Le 13 mars avait lieu une manifestation pour la liberté d’expression et contre le totalitarisme publicitaire. Plusieurs milliers de personnes ont défilé dans Paris en soutien aux 62 inculpés antipub.



Durant l’hiver 2003 est apparu un mouvement antipub large et relativement organisé, comparativement à l’absence des grandes centrales syndicales, des organisations et des partis. La lutte s’amplifiant, des manifestations ont rassemblé plusieurs centaines de personnes qui transformaient l’espace pub en espace public de libre expression. Face à un mouvement spontané mais grandissant, la répression s’est abattue, et 62 personnes ont comparu le 10 mars pour dégradation dans le métro parisien ; la filiale de Publicis, Métrobus, réclame un million d’euros de dédommagement ! Si le délibéré ne doit tomber que le 28 mars, le mouvement n’en a pas directement pâti, et pour une fois l’offensive et la contre-attaque sont utilisées comme défenses efficaces. Une action était lancée le samedi 28 février, un rassemblement organisé devant le tribunal, d’innombrables concerts de soutien aux 62 sont préparés : la manif du 13 mars prolonge ces événements. La spontanéité et l’indépendance face aux organisations caractérisent positivement le mouvement, qui traduit une réelle réaction au totalitarisme tentaculaire de la pub.

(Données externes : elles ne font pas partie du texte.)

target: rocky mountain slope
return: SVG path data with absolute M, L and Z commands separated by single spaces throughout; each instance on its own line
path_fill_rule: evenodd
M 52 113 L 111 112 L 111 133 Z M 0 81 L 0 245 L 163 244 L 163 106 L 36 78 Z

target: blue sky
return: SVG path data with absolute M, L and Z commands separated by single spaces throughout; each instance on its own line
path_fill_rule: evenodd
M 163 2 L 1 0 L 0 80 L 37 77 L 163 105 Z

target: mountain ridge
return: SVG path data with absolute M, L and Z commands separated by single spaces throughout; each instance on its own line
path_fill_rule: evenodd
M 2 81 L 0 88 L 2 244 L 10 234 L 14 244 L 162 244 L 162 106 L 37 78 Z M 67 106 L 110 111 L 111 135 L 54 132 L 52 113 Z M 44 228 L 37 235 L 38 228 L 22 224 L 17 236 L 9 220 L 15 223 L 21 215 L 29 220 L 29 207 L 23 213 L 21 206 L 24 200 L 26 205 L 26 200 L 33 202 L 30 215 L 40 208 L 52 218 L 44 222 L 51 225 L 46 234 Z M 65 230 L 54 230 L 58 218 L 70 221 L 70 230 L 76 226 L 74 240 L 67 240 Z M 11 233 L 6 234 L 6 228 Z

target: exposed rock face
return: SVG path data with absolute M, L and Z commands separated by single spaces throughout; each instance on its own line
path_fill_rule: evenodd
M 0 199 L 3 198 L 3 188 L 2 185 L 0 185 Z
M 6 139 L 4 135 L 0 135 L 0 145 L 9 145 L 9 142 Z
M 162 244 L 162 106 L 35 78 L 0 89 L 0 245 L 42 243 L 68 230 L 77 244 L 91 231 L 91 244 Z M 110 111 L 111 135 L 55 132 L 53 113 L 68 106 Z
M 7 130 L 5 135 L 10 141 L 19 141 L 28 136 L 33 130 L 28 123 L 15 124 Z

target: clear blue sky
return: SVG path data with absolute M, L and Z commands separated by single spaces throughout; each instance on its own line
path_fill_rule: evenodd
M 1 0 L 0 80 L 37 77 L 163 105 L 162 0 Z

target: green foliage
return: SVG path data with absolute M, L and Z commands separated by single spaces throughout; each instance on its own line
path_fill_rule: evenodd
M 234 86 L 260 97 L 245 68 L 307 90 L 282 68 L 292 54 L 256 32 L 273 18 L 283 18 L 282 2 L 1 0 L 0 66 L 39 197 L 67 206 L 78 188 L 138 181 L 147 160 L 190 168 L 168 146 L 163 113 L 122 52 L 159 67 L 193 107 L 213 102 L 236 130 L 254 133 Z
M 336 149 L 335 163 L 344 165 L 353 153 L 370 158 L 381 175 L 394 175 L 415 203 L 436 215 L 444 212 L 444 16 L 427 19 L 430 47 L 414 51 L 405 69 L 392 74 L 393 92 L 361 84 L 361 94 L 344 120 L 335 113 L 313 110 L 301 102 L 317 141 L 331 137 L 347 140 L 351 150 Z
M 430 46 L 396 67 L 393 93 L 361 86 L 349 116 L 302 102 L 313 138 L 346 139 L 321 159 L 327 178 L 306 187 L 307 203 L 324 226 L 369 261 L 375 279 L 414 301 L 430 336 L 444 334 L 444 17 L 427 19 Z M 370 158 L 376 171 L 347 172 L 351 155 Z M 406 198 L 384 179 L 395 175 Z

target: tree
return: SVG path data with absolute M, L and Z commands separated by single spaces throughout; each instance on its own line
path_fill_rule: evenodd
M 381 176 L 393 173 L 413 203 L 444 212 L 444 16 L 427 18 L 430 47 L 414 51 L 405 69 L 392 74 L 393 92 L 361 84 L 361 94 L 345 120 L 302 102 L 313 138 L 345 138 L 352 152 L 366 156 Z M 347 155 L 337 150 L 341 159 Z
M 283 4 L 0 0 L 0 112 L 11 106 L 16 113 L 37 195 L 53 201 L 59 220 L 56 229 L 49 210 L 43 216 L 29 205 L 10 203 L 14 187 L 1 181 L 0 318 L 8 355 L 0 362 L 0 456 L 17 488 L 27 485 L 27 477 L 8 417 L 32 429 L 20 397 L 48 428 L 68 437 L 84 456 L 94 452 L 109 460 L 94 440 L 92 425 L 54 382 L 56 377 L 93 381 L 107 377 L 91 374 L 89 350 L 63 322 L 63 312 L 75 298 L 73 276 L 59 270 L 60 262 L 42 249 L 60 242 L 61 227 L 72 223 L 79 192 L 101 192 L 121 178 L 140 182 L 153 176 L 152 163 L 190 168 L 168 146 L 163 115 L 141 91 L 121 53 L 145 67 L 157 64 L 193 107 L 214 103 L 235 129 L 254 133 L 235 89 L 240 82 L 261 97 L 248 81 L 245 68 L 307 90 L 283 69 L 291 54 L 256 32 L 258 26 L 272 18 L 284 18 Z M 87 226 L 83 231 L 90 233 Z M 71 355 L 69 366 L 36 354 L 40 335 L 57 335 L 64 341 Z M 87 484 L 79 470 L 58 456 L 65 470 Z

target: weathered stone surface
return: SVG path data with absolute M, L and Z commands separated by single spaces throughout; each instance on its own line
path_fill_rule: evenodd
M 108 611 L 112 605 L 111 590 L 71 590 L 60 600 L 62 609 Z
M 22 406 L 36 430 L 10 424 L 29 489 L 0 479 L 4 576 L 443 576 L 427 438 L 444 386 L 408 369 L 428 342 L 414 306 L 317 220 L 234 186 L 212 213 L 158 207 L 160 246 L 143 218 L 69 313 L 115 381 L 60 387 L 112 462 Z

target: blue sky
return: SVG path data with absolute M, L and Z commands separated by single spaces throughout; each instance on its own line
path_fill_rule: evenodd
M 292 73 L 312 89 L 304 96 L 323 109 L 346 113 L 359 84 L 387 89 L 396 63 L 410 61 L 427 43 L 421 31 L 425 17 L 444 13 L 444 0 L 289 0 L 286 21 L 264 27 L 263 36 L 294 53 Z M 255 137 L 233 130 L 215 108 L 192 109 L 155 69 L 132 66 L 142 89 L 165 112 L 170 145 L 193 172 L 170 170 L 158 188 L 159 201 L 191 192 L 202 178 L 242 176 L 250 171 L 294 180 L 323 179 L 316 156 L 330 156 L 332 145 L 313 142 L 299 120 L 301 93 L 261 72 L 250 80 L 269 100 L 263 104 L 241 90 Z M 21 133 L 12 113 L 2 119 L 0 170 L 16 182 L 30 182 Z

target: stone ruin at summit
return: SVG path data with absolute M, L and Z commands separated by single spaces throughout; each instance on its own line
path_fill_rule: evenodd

En effet, chaque jour, dans le métro, la rue, les médias, sur les routes, nous recevons 2 500 messages publicitaires. Cette agression peut paraître anodine pour certain.e.s. Elle est pourtant redoutablement efficace. La preuve : les annonceurs y consacrent plus de 24 milliards d’euros par an. Vous pensez que la pub est une forme d’art ? C’est avant tout une propagande marchande. Si les publicitaires font dans le beau, le rigolo ou le nouveau, c’est surtout pour vous faire mettre la main au porte-monnaie. Enfermé.e.s sous terre, ballotté.e.s dans les wagons, nous, usager. ère. s du métro, promeneur. euse. s ou chaland.e.s, sommes à la merci de l’avalanche d’affiches qui couvrent les couloirs, les quais, les rues… Les publicitaires profitent de notre passivité pour nous imposer des images que nous ne choisissons pas, et dont le seul message est : « Achetez ! »

De la même façon, la télévision empêche toute pensée autonome : les 3 heures quotidiennes regardées en moyenne en Occident formatent les consciences. Dans la société du spectacle, les débats (et ainsi nos « choix ») nous sont imposés par le rouleau-compresseur médiatico-industriel. Les rengaines les plus réactionnaires sont ainsi chaque jour rebattues : la pub montre un monde formaté où la liberté peut s’acheter (sic), où les rôles sexués (sexistes !) sont nettement tranchés (aux femmes objets érotiques s’opposent les hommes virils et volontaires), où la couleur de peau vire à un blanc tristement uniforme (sauf pour les produits à base de noix de coco !), où les seules personnes âgées sont montrées comme atteintes d’un mal à éradiquer (pour la pub : vieillesse = laideur = abandon = mort).

« Zone libre » ?

Il est impossible d’éviter la pub qui « orne » les murs du métro, et plus largement tout l’espace public ainsi privatisé. C’est en cela qu’elle est une véritable agression. Alors que sévit toujours une loi (datant de Pétain) qui sanctionne la distribution de tracts dans le métro, les publicitaires, eux, envahissent l’espace. La liberté d’expression, ça se paye !

La « liberté » d’expression est tolérée si elle est formatée et noyée dans la masse. La véritable liberté d’expression se paye ou se fait réprimer si elle déborde des cadres définis par le pouvoir. Ainsi en est-il des personnes inculpées par Métrobus (filiale du groupe Publicis) pour dégradation des espaces publicitaires dans le métro. Et si c’était la pub qui dégradait nos relations sociales, nos aspirations, et plus largement nos conditions de vie ? Eh bien, alors, nous n’avons qu’à nous taire, car nous vivons en démocratie, paraît-il… Aucune démocratie ne pourra jamais voir le jour tant que le règne de la marchandise sera sans partage : il n’y a pas de capitalisme à visage humain.

Au même titre que la vidéosurveillance, la criminalisation des fraudeur. euse. s et l’omniprésence du flicage, la publicité pervertit l’espace public. Celui-ci devient une zone de contrôle et de consommation alors qu’il devrait être un lieu de vie collective, de création et de libre expression.